The Last Tourist begins from the point of view of a CIA analyst, Abdul Ghalili, sent far away from his desk to Laayoune, Western Sahara to debrief Milo after he’s reached out to the CIA. Ghalili is a fish out of water, quickly out of his element and left at the mercy of people far above him. A fresh point of view turns out to be a good way to reintroduce some of the characters we haven’t seen in years, as well as offer another character besides Milo whose story we’re invested in.
After a surprising cameo appearance in his previous book, The Middleman, in his latest we get a fuller picture of what Milo has been up to over the past few years. His job as head of the Library has been going relatively smoothly and kept him and his family out of the line of fire, getting back to some level of normalcy after the rollercoaster that the first three books put the characters through. In the past, Steinhauer’s best trick has been balancing the spy stuff with more mundane, but relatable, family drama and that continues here. Which would fill you with more dread, assassins chasing after you or being called into the principal’s office for a meeting about your delinquent child? I know my choice.
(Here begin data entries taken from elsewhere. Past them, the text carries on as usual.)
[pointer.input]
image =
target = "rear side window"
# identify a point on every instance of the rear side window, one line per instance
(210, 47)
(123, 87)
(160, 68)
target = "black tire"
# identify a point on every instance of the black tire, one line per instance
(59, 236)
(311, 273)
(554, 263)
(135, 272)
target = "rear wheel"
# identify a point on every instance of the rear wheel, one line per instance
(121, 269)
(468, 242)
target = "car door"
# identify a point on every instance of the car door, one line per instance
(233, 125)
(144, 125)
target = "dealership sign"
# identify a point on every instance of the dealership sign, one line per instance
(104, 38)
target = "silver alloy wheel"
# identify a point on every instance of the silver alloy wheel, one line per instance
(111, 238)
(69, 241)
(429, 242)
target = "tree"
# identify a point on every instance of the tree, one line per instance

As the action ramps up we learn that someone has restarted the Department of Tourism and isn’t too keen to have any old staff members wandering around. It puts Milo off his game and as the story plays out we learn there’s a darker reason for Ghalili’s involvement.
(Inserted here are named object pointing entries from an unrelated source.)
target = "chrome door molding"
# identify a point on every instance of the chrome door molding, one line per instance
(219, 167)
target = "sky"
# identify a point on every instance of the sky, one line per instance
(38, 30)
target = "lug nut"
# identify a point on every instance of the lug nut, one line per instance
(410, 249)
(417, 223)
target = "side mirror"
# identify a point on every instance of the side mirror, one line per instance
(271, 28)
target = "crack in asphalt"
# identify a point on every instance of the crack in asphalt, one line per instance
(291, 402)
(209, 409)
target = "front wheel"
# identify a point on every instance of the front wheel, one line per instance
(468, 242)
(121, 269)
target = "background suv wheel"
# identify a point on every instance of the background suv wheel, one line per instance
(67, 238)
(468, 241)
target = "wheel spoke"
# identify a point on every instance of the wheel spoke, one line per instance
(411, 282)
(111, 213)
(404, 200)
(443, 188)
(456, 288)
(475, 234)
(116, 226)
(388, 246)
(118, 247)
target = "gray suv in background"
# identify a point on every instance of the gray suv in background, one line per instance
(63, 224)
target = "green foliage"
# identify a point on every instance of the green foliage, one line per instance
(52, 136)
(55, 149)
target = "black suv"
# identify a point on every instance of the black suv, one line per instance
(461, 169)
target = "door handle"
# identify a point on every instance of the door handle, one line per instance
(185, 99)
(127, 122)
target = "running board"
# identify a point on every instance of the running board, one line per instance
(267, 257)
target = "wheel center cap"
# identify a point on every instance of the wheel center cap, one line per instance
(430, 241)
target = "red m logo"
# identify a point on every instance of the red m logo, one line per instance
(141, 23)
Although the human stories are strong, the plot mechanics behind the forces at work seemed apparent from the start and while many of the references to current events made the book of the moment, I worry about how it holds up long term. To Steinhauer’s credit, The Tourist came quite directly out of 9/11 and still stands up as a great thriller, so maybe that won’t be as big of a concern for The Last Tourist.
If you’ve been eagerly awaiting the next appearance of Milo Weaver and his fellow tourists, you won’t be disappointed in this book. As with the best of his previous books, Steinhauer mixes high concept spy antics with family drama and the volatile political moment we seem to be living through in a lively and exciting manner.